How to choose the right day-number method

  1. Define the business question. Are you classifying a weekday, extracting the date within a month, or measuring elapsed time?
  2. Choose the correct function. Use DAY for day of month, WEEKDAY for day of week, and subtraction for duration.
  3. Document the numbering system. Write down whether your workflow treats Sunday or Monday as the first day.
  4. Test sample dates. Use known calendar dates to confirm the exact values returned.
  5. Add text labels when needed. Numeric logic is efficient, but user-facing columns are often clearer with names like Monday or Friday.
  6. Validate with real process owners. Finance, HR, legal, and operations teams often define weeks differently.

Why this matters for reporting, automation, and governance

Day numbers are not just a formula detail. They affect dashboards, approval routing, reminders, retention schedules, and audit trails. A weekday-based escalation can fail if Sunday and Monday are swapped. A monthly review can trigger on the wrong date if DAY is confused with elapsed days. In regulated environments, even a one-day error may change whether an action is considered on time.

That is why mature SharePoint teams test date formulas with reference examples before launch.

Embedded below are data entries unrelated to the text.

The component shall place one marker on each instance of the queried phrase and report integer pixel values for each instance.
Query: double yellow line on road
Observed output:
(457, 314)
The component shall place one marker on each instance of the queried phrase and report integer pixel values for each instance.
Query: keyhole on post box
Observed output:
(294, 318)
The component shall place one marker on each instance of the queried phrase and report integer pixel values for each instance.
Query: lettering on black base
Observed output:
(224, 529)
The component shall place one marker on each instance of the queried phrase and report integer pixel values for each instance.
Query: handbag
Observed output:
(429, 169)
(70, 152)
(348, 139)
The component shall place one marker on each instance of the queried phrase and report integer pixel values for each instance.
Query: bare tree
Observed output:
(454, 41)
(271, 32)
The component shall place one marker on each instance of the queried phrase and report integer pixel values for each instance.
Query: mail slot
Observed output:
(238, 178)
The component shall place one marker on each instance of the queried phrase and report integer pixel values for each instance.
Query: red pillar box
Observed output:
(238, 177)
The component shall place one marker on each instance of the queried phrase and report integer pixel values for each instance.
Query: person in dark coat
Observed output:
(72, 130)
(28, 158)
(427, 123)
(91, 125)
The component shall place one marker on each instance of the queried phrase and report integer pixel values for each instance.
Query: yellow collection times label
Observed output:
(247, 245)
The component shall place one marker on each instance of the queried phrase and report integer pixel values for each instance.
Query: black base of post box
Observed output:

They also document the exact formula behavior in list settings, workflow notes, or governance standards. The calculator on this page is designed to make that validation easier. It gives you a fast way to see the different meanings of “day number” for a specific date and compare weekday numbering methods side by side.

Reference links and authoritative resources

If you want additional background on date systems, calendar structure, and institutional SharePoint environments, these sources are worth reviewing:

Final answer: what are the day numbers in a SharePoint calculated column?

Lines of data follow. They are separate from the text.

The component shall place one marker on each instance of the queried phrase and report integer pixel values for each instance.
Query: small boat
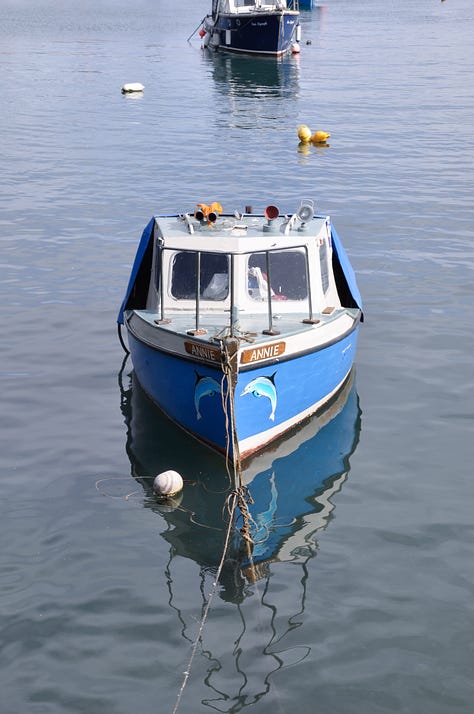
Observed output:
(241, 325)
(286, 513)
(260, 27)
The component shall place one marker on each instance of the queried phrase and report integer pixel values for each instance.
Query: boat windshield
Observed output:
(213, 275)
(286, 270)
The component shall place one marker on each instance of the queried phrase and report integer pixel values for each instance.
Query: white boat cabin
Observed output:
(242, 268)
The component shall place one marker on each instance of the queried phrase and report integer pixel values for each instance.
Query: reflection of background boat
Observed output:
(243, 75)
(291, 485)
(243, 86)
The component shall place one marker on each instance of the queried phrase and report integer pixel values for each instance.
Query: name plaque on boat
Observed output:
(204, 352)
(257, 354)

The best direct answer is this: there is no single day number in SharePoint. If you use DAY([Date]), the result is the day of the month from 1 to 31. If you use WEEKDAY([Date]), the result is the weekday number, such as Sunday = 1 through Saturday = 7 in a common default pattern. If you subtract one date from another, the result is the number of elapsed days between them. Once you know which meaning your workflow needs, the formula becomes much easier to design and test.